The first thing that strikes anyone who looks at the charts is that the deficits are across the board. They’re substantial ($2.8 billion in fruit and nuts, for example) in areas where winter gets in the way of year-round production.
But imports are also substantial in items that grow perfectly well in Ontario, There are major imports of dairy, and of beef, lamb, pork, chicken. Ontario imports over 7 million tons of lamb, for example. An unbelievable 70 per cent of Ontario farm acreage is planted in soy and corn. But other than grains gobbled up by the industrial system that Ontario ag policy is beholden to, there are shortages of flax, rye and buckwheat, the most nutritious and eco-friendly of grains.
Climate cannot be blamed for all the fruit and vegetable imports. Ontario has a deficit of apples -- 8.6 kilograms per person – even though they store well for most of the off-season. The same is true for other vegetables that store well, most notably carrots.
Ontario carrots store well enough that they can be exported to an island in the Caribbean I visited this winter (see my picture on top). But we import tons of carrots.
According to MacRae, if we reduced imports of foods we grow well by 10 per cent, we would reduce our trade deficit by a billion dollars a year and create 1600 new jobs and $33 million in new tax revenue.
Please fill in the blanks of the two missing words in this sentence which best explain the thinking needed in senior levels of the government: It’s the _ _ _ _ _ _ _, _ _ _ _ _ _ !

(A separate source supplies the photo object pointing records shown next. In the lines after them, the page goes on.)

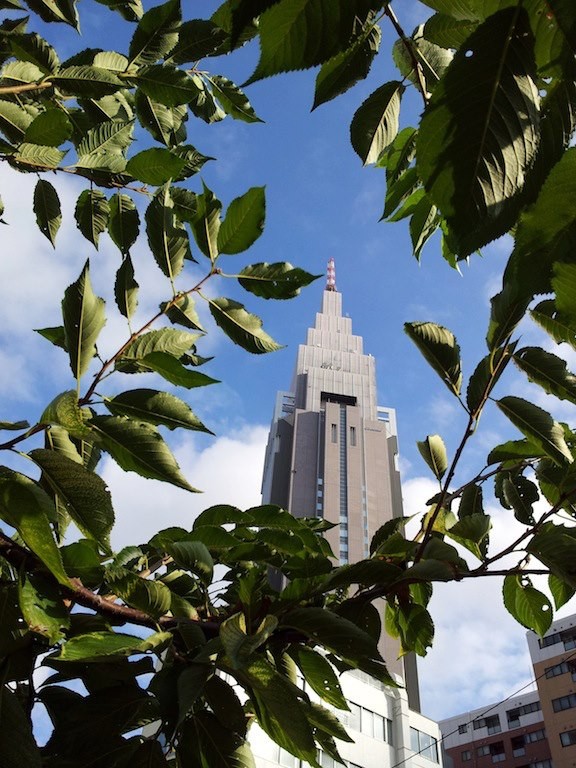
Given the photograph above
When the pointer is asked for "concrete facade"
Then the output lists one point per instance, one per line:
(533, 730)
(332, 450)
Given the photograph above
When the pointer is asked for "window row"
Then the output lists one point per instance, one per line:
(561, 669)
(367, 722)
(514, 715)
(564, 702)
(424, 744)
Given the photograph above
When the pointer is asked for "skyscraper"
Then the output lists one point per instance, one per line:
(332, 451)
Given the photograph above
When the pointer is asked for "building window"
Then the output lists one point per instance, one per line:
(423, 744)
(564, 702)
(518, 748)
(568, 738)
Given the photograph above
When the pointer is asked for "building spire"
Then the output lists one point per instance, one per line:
(331, 276)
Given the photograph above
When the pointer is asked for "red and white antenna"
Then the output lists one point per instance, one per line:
(331, 276)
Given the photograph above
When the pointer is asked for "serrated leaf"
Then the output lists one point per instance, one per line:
(538, 426)
(146, 595)
(160, 408)
(37, 157)
(439, 347)
(433, 451)
(243, 223)
(167, 238)
(241, 327)
(26, 507)
(124, 222)
(126, 288)
(138, 447)
(155, 166)
(527, 605)
(42, 606)
(83, 314)
(298, 34)
(548, 371)
(97, 646)
(232, 99)
(91, 214)
(84, 493)
(87, 82)
(479, 133)
(274, 281)
(65, 412)
(166, 124)
(375, 123)
(156, 34)
(47, 210)
(49, 129)
(345, 69)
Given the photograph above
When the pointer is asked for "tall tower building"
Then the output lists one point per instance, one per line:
(332, 450)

The deficit looks even worse if we count the agriculture opportunity of growing a healthy diet, instead of the industrial diet favored by the ag policy people. If we ate the local fruits and vegetables and grains that grow well in Ontario, there would be huge unmet demand (a deficit) in almost every standard food – sweet corn, oats, apples, green beans, wax beans, white beans, cabbage, apples, and potatoes, for example.

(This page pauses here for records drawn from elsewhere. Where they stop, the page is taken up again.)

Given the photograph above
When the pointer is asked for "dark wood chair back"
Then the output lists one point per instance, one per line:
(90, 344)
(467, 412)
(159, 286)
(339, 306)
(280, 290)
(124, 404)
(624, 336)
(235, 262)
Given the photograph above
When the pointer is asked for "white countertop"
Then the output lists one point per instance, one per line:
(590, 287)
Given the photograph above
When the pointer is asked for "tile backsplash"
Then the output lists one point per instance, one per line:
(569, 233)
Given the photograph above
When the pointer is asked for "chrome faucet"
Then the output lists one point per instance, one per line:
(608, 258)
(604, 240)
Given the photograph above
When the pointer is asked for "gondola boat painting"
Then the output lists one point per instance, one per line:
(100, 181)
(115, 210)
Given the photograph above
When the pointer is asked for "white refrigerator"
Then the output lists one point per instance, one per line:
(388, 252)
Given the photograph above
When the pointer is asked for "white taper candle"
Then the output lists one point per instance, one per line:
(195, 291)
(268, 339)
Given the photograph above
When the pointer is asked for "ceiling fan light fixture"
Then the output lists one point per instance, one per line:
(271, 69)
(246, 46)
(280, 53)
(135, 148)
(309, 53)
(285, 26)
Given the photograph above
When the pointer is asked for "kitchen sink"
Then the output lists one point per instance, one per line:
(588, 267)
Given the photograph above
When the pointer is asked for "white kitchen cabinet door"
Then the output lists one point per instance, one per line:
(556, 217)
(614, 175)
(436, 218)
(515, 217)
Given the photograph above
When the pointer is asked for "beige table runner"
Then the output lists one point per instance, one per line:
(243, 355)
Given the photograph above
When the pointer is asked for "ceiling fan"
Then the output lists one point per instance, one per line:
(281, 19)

Just take one example. If we grew the oats we should eat for breakfast or baking, we would plant 25000 more hectares in oats that would generate 241 new jobs and $3.8 million in taxes. (Isn’t arithmetic interesting?) However, it might cause a decline in sales of laxatives.
MacRae doesn’t even try to hazard a guess as to what the savings would be if the provincial government actively tried to promote healthy eating and discourage unhealthy eating. But chronic disease accounts for over half Ontario’s health spending and food is implicated in more than a third of chronic disease, so savings are bound to be huge if the province makes good food easier and more accessible to have.
I think there are two things MacRae might have checked out if he had a more urban perspective.
- One is to assess what portion of the tourism deficit suffered in Ontario – about ten billion dollars a year, as big as the food deficit, and no more blamable on lack of natural assets – is due to the fact that agriculture has taken little interest in supporting culinary or agro tourism, a mainstay of Europe’s booming tourism industry. Arithmetic-challenged though I am, I will hazard a guess that the tourism deficit could be reduced by a billion dollars a year, if the same effort were put into all areas of the province as has been put into the wine region around Niagara Falls.
- I think MacRae could also apply an urban lens. When I used to partner with my economic development counterpart at the City of Toronto, we did the math on local food this way – for every dollar spent on locally grown food from the countryside, five dollars were spent on packing, distributing and processing that would never have been done locally if the food had been grown far away.
The city has as much to lose or win as the countryside on this file, so we should not divide the world into two separate spheres of urban and rural.
These are just some of the topics that get opened up when the gateway is opened to making the business case on the catastrophic market failure that is food and agriculture.